Discussion in 'The Hokey Ass Message Board' started by Pacityza, May 12, 2024.

  1. Pacityza
    Joined: May 29, 2018
    Posts: 16

    Pacityza
    Member
    from Wisconsin

    Hello all, I have a 1965 YF block Pontiac 389 thats been bored out by .060 and I'm looking for a set of pistons to install in it. I seem to have two stock style options, the standard "flat top" ones that 389s use that have 4 valve reliefs (Silvolite 1516.060), and then there are later 400 style pistons with 8 valve reliefs and have a 10cc dish (Silvolite 1526.std). What I am curious about is that when I look at UEM Pistons' catalog, they list the 1526 as having 8.2:1 compression, which I am having a difficult time reasoning to why it lists that.
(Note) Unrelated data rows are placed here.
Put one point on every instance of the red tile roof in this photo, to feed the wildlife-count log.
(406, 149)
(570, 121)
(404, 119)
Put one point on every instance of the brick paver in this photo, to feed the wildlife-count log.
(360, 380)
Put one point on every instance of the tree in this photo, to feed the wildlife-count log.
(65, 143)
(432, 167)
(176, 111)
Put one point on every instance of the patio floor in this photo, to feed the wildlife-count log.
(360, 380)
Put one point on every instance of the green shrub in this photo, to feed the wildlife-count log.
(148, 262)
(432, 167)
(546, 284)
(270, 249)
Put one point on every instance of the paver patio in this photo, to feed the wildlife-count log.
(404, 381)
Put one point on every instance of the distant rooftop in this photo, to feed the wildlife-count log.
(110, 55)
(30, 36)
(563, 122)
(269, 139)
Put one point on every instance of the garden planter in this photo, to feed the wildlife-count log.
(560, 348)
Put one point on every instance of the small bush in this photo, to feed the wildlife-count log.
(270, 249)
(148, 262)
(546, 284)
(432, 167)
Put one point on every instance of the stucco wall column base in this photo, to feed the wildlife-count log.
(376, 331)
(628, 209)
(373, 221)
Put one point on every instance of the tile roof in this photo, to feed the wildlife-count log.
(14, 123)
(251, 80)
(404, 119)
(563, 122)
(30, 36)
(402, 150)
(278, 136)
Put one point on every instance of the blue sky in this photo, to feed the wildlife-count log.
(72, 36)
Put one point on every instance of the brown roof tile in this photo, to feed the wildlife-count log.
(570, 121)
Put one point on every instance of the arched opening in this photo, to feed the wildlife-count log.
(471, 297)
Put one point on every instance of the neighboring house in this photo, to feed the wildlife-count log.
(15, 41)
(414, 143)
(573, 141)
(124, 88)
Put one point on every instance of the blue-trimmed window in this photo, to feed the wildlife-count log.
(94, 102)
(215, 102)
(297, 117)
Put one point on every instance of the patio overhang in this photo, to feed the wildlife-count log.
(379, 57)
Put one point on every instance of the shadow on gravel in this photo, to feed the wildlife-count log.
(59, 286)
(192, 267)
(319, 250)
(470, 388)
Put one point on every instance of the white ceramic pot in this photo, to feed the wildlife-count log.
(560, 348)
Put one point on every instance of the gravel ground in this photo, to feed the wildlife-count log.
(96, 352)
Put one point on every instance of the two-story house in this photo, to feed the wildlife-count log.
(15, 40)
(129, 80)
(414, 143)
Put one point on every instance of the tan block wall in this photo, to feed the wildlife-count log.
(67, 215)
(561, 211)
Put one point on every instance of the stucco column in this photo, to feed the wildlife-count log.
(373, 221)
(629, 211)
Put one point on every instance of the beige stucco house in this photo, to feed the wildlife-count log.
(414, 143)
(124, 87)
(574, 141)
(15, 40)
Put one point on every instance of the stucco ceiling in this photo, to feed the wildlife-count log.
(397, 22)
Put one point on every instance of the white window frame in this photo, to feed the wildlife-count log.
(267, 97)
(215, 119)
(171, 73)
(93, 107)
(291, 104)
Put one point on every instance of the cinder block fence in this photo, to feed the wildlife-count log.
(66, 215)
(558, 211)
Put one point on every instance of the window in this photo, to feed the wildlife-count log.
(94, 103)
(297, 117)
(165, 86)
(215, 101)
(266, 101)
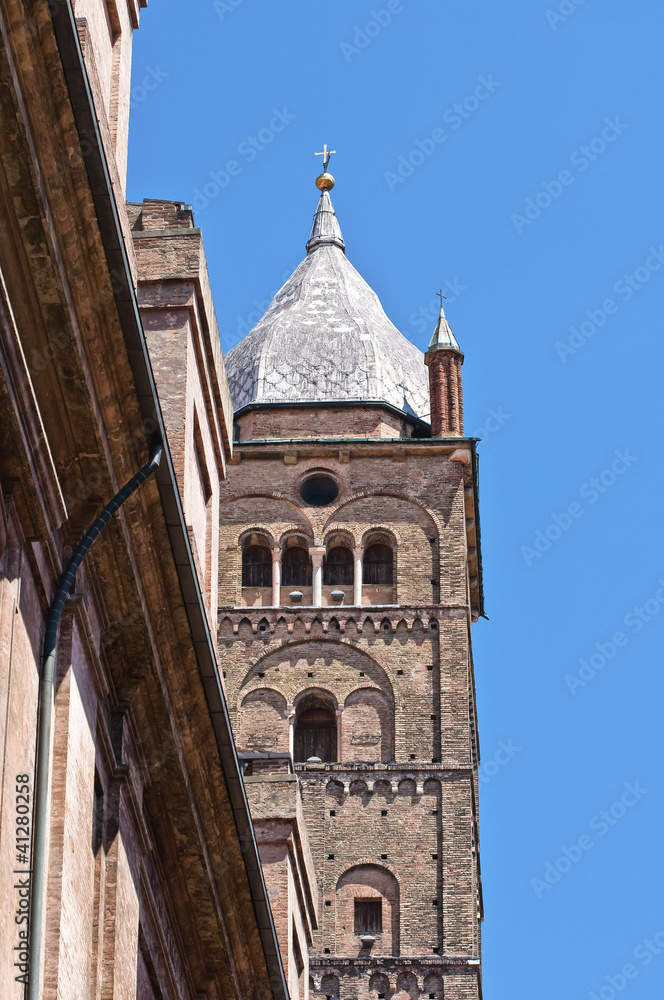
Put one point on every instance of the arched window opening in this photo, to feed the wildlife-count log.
(339, 567)
(369, 915)
(378, 564)
(296, 567)
(257, 566)
(316, 731)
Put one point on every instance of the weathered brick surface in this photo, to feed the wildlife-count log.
(339, 422)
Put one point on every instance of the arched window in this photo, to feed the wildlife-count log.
(296, 567)
(338, 567)
(378, 564)
(316, 731)
(257, 566)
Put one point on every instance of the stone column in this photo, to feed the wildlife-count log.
(317, 553)
(276, 577)
(357, 579)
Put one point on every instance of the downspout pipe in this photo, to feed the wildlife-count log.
(45, 713)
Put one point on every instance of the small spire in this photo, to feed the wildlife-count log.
(325, 230)
(443, 339)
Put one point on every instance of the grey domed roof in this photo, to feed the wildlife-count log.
(325, 337)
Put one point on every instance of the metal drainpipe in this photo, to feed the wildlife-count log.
(44, 714)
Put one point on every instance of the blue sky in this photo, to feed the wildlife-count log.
(537, 203)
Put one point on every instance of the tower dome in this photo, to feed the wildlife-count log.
(325, 337)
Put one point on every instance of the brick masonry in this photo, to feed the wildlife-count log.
(394, 818)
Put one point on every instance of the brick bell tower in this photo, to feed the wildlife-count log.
(350, 577)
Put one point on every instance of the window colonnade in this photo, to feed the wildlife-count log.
(315, 566)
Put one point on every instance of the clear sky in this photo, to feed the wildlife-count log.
(511, 153)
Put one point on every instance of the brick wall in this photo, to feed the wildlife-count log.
(394, 817)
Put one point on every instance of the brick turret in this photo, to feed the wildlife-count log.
(444, 360)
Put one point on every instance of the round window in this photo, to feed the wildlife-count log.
(319, 491)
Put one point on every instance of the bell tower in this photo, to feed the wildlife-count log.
(350, 579)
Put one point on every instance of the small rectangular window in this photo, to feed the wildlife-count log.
(368, 916)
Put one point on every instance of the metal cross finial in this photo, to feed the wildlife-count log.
(326, 154)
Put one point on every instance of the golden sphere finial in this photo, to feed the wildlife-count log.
(325, 182)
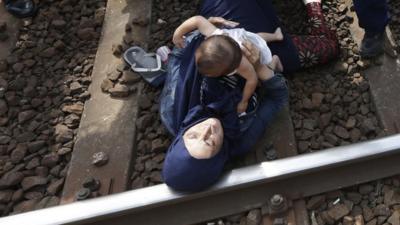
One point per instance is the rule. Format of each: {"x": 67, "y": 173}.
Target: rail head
{"x": 255, "y": 181}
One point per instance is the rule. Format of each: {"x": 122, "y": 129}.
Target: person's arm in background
{"x": 196, "y": 22}
{"x": 205, "y": 26}
{"x": 277, "y": 96}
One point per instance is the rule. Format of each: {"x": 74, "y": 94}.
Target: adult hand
{"x": 219, "y": 21}
{"x": 252, "y": 53}
{"x": 178, "y": 40}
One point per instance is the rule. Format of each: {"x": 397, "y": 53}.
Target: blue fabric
{"x": 256, "y": 16}
{"x": 372, "y": 14}
{"x": 189, "y": 98}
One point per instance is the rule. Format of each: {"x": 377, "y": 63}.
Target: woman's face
{"x": 204, "y": 139}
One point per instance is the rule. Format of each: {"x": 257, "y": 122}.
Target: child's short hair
{"x": 218, "y": 55}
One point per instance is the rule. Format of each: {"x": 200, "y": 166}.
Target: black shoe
{"x": 21, "y": 8}
{"x": 372, "y": 45}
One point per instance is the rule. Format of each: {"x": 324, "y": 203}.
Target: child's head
{"x": 218, "y": 55}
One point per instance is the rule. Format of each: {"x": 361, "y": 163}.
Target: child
{"x": 220, "y": 54}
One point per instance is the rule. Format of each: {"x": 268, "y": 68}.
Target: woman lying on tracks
{"x": 201, "y": 111}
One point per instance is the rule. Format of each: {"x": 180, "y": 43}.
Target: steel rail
{"x": 239, "y": 190}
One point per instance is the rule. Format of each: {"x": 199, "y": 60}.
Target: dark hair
{"x": 218, "y": 55}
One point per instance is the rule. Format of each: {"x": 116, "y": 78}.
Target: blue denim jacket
{"x": 252, "y": 126}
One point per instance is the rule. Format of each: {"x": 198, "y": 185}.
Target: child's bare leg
{"x": 270, "y": 37}
{"x": 276, "y": 64}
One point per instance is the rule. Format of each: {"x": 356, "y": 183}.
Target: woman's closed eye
{"x": 192, "y": 135}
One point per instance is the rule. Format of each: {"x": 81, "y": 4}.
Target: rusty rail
{"x": 239, "y": 190}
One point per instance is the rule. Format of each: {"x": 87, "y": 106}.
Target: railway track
{"x": 239, "y": 190}
{"x": 109, "y": 130}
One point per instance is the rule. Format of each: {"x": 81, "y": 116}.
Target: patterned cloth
{"x": 321, "y": 45}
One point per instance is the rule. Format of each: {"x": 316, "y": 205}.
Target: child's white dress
{"x": 240, "y": 35}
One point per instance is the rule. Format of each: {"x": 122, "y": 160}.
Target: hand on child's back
{"x": 178, "y": 40}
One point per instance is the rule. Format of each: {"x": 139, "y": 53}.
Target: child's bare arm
{"x": 246, "y": 70}
{"x": 196, "y": 22}
{"x": 271, "y": 37}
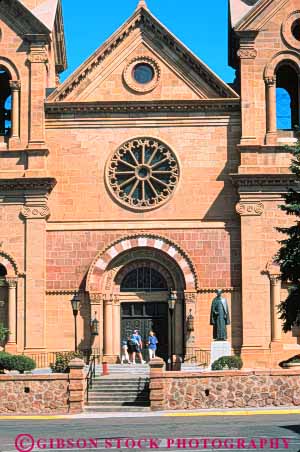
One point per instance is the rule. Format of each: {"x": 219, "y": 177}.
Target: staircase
{"x": 125, "y": 389}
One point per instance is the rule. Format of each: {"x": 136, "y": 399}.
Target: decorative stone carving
{"x": 15, "y": 85}
{"x": 270, "y": 81}
{"x": 38, "y": 57}
{"x": 190, "y": 297}
{"x": 249, "y": 208}
{"x": 143, "y": 173}
{"x": 96, "y": 298}
{"x": 133, "y": 84}
{"x": 249, "y": 54}
{"x": 36, "y": 212}
{"x": 11, "y": 282}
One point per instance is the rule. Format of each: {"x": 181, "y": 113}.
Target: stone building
{"x": 141, "y": 176}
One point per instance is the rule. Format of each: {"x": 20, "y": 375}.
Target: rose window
{"x": 143, "y": 173}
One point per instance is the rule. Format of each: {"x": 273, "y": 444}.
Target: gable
{"x": 185, "y": 70}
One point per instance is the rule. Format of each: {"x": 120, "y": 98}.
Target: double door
{"x": 146, "y": 317}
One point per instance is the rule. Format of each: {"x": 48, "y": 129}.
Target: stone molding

Both pistons list a 1.7 inch compression height and the only substantial difference is that the 400 pistons have that 10cc dish. Is there something special about the 400 style piston that results in it having substantially lower compression.

    I would benefit from having a dropped compression ratio, as I have #76 heads that are either 69cc or 72cc chamber size, which with a 400ci engine results in nearly 11:1 compression, so I would like to get that into the high 9s or very low 10s. If anyone has any good ideas to achieve this other than these pistons, I'm also open to hear it.
     
    bchctybob likes this.
  2. Budget36
    Joined: Nov 29, 2014
    Posts: 15,282

    Budget36
    Member

    I’d imagine one reason it’s lower, is the , stroke comes into play also.
    I was fiddling around with an online calculator recently, same bore at 4.030 but went from 3.48 to 3.75 stroke, both zero decked blocks.
    The 355 was 9.5 : 1 and the 383 was 10.7? Maybe. Don’t recall.
     
    bchctybob likes this.
  3. Joe H
    Joined: Feb 10, 2008
    Posts: 1,851

    Joe H
    Member

    Pontiac compressions were over rated from the factory so don't go by what you read. Wallace Racing has really good, accurate information. Your #76 1965 heads should have 70 to 72 ccs, to be sure, they need to be checked. Most Pontiac heads were fairly close to the CC's stated since they were all machined. 71cc would be close enough to buy piston with. Use this chart, http://www.wallaceracing.com/cratio0001.htm your .060" over 389 will be 400 cubic inches.
    The 400 dish piston is not a standard piston, Pontiac used flat tops with valve reliefs. Some had 8 some had 4 relief, but never a dish. The 400 pistons with 10cc dish will put you right around 9.0:1 compression.
     
    bchctybob and 302GMC like this.
  4. Joe H
    Joined: Feb 10, 2008
    Posts: 1,851

    Joe H
    Member

    bchctybob likes this.
  5. Pacityza
    Joined: May 29, 2018
    Posts: 16

    Pacityza
    Member
    from Wisconsin

    Thanks for your wealth of knowledge. With that I think what Silvolite is listing as a dish is simply compensating for the 8 valve reliefs since they seem like they'd roughly make up a 10cc dish to the piston. I just had dropped my cylinder heads off at the machine shop and the machinist said that he would take the volume on the heads for me, so that'll be good to know what its sitting at, and I'm waiting for the final report on what the cylinder bores will be at to choose a piston.
     
  6. petersyl
    Joined: Feb 1, 2022
    Posts: 30

    petersyl

    I believe the stock compression height for the 389 is 1.720, so they probably sit 0.020 down in the hole, which is going to reduce compression ratio (maybe by 0.3), as well as screwing with the quench area.
    Adding a 10cc dish is going to subtract about another 1.0 from the CR.

    I am in process of rebuilding a 1960 389, will be using 0.030 Sealed Power 288P flat top 389 pistons (1.700 CH, 4 valve cuts), likely with some home machined D-dish recess work and block decking to help out the quench area.